When I changed careers in the late 90s to get off the road as a management consultant mercenary (basically to prevent divorce with the arrival of my first-born son), and landed at AMR Research as an ‘industry analyst’, I learned about the Gartner Magic Quadrant (MQ) and eventually thought, “I wonder why we don’t do this with our user clients.” So I asked Jim Shepherd, the wisest of all the old ERP analysts (and the curmudgeonly counterweight to Bruce Richardson) and he squinted his eyes, shook his head, and said “We do not do that to our user clients.” I walked off mumbling to myself that it was a lost opportunity and didn’t think much of it until a few years later when “industry exchanges” were de rigeur.

At that time, we wrote a research piece about how user companies participating in consortium based exchanges and/or those looking to set up private exchanges would need to start thinking like vendors in terms of becoming services-oriented, etc. Of course, now, most procurement organizations do think of themselves as internal service providers with formal ‘center-led’ service delivery approaches - whether or not they operate independently or as part of a shared services organization (often called Global Business Services nowadays).

Anyway, in 2004, I headed off to The Hackett Group to help my friend Chris Sawchuk start up Hackett’s Procurement Executive Advisory Program, a program most similar to CEB’s Procurement Strategy Council, and was excited to have the Hackett benchmark database at my fingertips (even though at the time it was heavily biased towards efficiency rather than effectiveness) – especially since Hackett developed an MQ-like “value grid” where the Magic quadrant firms (users in this case – not vendors) are called “World Class.”
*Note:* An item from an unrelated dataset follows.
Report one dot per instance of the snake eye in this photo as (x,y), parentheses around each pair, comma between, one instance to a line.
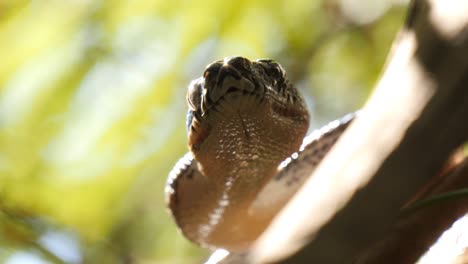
(194,95)
(239,63)
(273,71)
Both frameworks, if nothing else, are wonderful for marketing, and although they are arduous (and often expensive) for the process participants, they do add value on the whole. CPOs are a competitive bunch, and they (and their bosses) do like to see where they stack up as much as software CEOs, especially when they fare well. And it’s funny to see how the perceived value of the exercise for both camps amazingly seems to correlate to their performance in the study!

I will write a lot more on procurement benchmarking in more detail in future pieces (in a way that doesn’t violate ethics or my current in-force NDA from Hackett, of course!). But the one aspect of the MQ that I like, that practitioners can adopt, is measuring the ‘completeness of the [procurement] vision’. Of course, this is not based on a third-party ‘expert’, but rather on comparing performance (and capabilities) compared to both the ‘art of the possible’ and the ‘reality of the promised’. Of course, you can certainly use third parties to help with this process. IBM used to use this model in its procurement transformation diagnostics.

There is a strong correlation between the value promised (and the ‘permission’ granted by the enterprise to procurement to pursue that value creation) and the value delivered. Overpromising to get to the table and then under delivering when at the table isn’t a good way to stay at the table. But, it’s still important to measure both the services you are offering (i.e., what is the value of the procurement service levels you can offer) and not just the service levels (i.e., the performance targets/SLAs of the chosen services you are measured on – which might be much narrower than what you can do or want to do!)

I wrote about this in previous blog post here, and there’s a benchmarking report that I wrote for the Australasia chapter of CIPS here for those who want to explore this topic of aligning your capabilities to value and performance. It’s an art and a science to keep them aligned so that you can keep evolving your procurement services and the continually growing value you help create with external partners.